Jess // Posted 20 May 2008 at 12:56 pm

“If you have experienced family breakdown, you are 75% more likely to fail at school, 70% more likely to be a drug addict and 50% more likely to have alcohol problems.”

So annoying – thanks very much, but I’ve experienced family breakdown, managed to do pretty damn well in school (in fact, the only thing I remember actually failing was a French exam in year 9 – hardly crushing educational defeat). As for drug and alcohol problems, I think you’d find a survey of the Tory party would make an interesting comparison to my alcohol and other drug consumption.

But, hey, look, I also had love and support from an (almost-entirely-female) network of family and friends. Oh, yes, and lack of economic hardship – that might have a tiny something to do with it, eh?

Cara // Posted 20 May 2008 at 1:13 pm

“You don’t have to be physically removed to be an “absent” father.”

Too right. I had one of those, worked 8 till 8…played golf all weekend…you get the idea.

As for school failure and drugs/ alcohol – surely the kind of families that have those kind of problems anyway, call them dysfunctional if you like, are more likely to “break up”.

Sabre // Posted 20 May 2008 at 2:33 pm

Well said Louise! My father died when I was 17, but he had been emotionally absent for many many years before, and I actually found myself grieving for the father I never really had rather than the physical person who had died. So it really annoys me when people assume that the superficial physical presence of both father and mother automatically equates to happy children. It doesn’t.
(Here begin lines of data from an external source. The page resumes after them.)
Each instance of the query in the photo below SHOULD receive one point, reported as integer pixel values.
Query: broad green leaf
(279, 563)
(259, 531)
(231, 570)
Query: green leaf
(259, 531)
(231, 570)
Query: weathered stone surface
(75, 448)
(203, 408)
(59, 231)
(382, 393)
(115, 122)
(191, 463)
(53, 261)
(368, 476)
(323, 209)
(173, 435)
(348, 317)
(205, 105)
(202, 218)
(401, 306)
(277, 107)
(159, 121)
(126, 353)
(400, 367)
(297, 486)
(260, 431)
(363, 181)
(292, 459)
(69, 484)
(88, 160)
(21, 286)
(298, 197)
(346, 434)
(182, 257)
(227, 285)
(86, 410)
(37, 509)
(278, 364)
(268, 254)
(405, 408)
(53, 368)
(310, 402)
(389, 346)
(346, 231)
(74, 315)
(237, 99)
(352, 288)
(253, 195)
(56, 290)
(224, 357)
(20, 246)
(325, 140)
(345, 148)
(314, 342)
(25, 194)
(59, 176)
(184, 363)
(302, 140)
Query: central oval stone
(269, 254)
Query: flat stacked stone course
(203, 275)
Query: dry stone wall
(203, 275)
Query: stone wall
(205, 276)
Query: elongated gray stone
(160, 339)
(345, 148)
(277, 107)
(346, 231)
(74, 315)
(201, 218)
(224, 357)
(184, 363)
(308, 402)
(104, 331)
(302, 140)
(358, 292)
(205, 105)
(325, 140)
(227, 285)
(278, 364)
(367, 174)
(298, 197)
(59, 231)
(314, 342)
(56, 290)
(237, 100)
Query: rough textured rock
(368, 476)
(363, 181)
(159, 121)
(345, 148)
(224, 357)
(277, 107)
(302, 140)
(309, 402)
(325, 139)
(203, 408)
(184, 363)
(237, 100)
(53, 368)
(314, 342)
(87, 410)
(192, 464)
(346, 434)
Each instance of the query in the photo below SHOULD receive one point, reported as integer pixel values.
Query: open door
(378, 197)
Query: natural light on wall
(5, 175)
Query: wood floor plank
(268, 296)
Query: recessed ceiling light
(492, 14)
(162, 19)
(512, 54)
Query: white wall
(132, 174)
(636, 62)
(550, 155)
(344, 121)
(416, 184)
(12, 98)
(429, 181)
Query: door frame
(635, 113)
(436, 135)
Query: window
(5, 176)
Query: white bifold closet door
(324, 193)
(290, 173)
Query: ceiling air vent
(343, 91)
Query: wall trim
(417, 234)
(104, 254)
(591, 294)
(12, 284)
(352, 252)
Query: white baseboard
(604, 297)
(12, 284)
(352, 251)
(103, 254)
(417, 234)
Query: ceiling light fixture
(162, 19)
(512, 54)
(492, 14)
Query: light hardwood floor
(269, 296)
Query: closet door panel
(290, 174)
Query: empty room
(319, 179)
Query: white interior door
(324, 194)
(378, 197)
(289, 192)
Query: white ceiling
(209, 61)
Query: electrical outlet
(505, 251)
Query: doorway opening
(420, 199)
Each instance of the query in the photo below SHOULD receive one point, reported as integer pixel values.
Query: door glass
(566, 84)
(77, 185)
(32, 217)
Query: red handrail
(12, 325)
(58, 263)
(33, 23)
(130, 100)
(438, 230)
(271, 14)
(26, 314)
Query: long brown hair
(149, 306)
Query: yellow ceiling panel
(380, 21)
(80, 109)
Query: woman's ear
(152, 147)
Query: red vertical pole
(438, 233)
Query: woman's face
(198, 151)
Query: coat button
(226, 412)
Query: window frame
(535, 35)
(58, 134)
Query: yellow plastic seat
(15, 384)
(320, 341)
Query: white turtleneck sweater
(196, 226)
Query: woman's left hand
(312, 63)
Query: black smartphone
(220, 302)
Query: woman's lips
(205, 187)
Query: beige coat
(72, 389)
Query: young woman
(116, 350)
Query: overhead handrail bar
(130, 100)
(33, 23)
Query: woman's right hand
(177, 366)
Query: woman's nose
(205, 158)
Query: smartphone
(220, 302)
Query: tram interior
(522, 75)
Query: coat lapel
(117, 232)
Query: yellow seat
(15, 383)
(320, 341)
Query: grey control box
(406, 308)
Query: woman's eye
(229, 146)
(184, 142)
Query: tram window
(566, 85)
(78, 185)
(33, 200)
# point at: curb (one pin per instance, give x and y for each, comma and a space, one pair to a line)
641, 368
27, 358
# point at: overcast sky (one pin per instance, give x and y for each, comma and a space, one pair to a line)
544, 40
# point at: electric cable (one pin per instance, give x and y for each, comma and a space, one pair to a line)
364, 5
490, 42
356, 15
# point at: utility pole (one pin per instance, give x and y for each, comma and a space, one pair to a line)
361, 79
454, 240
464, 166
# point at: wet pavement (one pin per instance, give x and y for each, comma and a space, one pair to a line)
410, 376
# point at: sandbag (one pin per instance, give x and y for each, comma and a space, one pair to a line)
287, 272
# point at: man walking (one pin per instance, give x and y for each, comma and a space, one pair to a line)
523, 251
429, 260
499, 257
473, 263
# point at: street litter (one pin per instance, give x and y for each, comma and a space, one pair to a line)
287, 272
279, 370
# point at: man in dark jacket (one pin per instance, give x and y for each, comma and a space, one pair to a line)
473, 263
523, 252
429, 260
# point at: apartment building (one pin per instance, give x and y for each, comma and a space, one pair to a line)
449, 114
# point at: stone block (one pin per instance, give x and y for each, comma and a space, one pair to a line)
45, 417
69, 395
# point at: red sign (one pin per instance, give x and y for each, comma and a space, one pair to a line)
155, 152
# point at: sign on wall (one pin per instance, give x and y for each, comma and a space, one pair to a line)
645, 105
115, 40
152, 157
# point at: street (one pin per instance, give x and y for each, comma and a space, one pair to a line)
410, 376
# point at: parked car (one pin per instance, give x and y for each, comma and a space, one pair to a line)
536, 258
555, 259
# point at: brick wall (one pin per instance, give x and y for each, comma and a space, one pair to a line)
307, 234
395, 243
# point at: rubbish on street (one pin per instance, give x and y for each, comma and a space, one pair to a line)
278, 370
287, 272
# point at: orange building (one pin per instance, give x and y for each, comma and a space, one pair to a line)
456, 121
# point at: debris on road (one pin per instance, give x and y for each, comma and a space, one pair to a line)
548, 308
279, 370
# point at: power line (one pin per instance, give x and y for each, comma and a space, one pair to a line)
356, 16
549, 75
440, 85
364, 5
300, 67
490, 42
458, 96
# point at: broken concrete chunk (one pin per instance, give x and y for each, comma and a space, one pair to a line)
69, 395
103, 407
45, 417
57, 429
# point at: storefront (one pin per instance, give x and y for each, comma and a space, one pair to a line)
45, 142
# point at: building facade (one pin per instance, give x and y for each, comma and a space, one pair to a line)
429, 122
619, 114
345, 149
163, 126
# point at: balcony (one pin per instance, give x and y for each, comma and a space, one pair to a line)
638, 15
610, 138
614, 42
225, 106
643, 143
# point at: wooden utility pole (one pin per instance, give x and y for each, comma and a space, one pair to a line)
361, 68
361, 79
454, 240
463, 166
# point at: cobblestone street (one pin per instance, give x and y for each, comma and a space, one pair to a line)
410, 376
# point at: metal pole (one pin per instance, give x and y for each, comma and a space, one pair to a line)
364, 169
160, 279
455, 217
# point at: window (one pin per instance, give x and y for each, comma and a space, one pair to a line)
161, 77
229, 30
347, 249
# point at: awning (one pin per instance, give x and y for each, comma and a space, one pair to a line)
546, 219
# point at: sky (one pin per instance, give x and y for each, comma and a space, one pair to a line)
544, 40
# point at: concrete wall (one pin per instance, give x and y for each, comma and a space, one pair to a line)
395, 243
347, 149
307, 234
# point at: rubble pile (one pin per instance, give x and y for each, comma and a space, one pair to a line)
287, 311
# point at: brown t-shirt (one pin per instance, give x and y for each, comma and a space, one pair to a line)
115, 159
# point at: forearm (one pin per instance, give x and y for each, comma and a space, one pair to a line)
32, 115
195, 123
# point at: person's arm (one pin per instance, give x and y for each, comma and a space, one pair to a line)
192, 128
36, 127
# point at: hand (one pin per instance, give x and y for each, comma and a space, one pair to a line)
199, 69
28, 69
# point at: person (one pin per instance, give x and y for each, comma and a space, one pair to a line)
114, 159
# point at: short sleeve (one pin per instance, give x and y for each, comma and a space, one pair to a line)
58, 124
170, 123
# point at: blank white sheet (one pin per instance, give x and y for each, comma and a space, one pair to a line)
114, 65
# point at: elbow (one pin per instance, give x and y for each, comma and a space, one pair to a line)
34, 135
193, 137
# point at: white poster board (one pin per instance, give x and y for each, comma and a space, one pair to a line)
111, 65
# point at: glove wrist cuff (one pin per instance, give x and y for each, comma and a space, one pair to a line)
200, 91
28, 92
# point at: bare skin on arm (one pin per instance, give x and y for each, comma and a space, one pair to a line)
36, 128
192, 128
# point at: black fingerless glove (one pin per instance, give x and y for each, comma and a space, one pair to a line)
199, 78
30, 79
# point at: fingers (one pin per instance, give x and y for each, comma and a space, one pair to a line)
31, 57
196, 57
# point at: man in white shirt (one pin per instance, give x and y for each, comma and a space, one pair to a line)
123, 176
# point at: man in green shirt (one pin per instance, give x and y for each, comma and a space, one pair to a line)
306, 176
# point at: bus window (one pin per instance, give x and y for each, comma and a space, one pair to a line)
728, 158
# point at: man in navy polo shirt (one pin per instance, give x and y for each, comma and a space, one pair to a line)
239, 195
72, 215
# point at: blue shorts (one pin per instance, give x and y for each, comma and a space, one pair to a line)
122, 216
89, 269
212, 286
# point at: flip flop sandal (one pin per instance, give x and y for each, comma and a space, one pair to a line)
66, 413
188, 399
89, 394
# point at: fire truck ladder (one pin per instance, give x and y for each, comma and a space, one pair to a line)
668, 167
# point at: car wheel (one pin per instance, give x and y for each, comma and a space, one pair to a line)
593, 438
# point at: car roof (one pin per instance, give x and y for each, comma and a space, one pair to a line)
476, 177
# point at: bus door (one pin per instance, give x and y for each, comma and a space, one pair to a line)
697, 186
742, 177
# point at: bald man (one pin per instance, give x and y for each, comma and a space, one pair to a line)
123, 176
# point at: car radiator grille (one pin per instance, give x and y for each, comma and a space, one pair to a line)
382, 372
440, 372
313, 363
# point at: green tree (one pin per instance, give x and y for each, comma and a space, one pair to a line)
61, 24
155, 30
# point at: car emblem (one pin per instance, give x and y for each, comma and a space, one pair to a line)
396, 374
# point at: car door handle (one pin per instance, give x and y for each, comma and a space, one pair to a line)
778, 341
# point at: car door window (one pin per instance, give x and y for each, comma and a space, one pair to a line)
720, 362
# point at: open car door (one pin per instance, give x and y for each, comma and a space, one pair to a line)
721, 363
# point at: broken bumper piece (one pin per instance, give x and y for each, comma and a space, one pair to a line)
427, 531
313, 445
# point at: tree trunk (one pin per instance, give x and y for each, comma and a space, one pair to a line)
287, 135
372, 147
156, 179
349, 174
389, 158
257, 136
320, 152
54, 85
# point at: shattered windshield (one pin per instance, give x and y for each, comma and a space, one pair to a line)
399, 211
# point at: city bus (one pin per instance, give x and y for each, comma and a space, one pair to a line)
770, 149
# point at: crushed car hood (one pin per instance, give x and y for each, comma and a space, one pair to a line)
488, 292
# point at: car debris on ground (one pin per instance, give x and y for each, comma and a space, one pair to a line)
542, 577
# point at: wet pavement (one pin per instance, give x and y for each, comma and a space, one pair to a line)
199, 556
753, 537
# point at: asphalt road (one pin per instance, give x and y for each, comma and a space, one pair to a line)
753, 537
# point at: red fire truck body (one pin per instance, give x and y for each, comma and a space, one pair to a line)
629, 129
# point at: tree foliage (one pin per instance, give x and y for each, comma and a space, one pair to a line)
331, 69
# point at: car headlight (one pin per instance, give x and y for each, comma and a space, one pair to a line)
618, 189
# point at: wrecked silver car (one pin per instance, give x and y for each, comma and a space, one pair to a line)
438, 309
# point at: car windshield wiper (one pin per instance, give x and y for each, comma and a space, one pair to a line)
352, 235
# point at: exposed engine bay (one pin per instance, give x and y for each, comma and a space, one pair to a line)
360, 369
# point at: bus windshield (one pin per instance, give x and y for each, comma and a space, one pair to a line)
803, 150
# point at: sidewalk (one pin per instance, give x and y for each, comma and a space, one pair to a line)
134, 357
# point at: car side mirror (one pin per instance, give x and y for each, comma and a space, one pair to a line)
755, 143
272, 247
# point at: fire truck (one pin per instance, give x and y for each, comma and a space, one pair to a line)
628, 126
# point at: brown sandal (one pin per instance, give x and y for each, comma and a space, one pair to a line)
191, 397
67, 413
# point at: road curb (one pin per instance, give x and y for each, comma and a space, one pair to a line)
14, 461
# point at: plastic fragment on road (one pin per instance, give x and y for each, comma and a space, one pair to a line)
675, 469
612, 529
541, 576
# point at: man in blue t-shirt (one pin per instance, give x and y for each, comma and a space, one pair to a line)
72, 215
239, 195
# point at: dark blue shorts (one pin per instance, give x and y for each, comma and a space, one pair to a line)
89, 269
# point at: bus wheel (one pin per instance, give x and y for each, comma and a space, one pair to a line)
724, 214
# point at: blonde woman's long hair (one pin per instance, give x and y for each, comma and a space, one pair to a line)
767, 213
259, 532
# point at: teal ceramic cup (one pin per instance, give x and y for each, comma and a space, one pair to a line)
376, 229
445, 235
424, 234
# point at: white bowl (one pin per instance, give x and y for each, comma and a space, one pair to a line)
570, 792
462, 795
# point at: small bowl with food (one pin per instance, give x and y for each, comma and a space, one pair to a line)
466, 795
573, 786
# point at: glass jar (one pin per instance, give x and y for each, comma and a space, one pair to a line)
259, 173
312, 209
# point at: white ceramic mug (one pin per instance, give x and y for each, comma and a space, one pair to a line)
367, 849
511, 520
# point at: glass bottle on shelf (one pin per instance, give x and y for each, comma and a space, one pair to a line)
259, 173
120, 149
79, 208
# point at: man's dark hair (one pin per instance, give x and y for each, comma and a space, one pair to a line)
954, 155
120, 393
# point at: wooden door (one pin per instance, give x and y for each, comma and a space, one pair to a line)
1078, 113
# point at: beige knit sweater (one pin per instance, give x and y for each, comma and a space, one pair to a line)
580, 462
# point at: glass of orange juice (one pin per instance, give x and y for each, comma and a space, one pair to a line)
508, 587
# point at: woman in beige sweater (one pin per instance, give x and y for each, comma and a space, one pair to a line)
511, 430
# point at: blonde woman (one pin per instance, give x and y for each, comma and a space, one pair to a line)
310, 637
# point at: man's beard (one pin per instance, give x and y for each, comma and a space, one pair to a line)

As a child I often used to wish my parents would divorce. Despite my experiences I do strongly believe that it’s essential to have male role models in a child’s life . I just don’t believe this has to be a live-in father figure.

Feminist Avatar // Posted 21 May 2008 at 3:26 pm

What’s to bet that the the number one thing that links all those statistics is poverty. I read somewhere that the number one cause of marriage breakdown is stress over money- but I definitely know that there is a direct link between poverty and problem drug-taking (which is what they are talking about), alcoholism and failure in education.

Jacky // Posted 21 May 2008 at 7:24 pm

A lot of women and children might argue that when domestic violence stops family life improves dramatically, and stopping it usually involves the father’s absence, which is a great relief for everyone else.

sian // Posted 24 May 2008 at 12:47 pm

i actually interviewed ids on this subject for the guardian (still waiting on publication which is a pain) and he was absoutely odd on the subject. he said there was a conspiracy in the corridors of power to undermine the role of the father and that i had to look deeper in to the corridors to find out where this had originated. he was awfully cunning though, as he said that he believed if you are a man, and have a child, then you have to have responsibility for that child, which i agree with. but not in the case if IVF, which is what he was saying.

however, he was a lot politer than widdecombe, who snapped and hung up on me.

i was invited to write for the fatherless family piece in the guardian but sadly i was on holiday and missed the boat, oh well!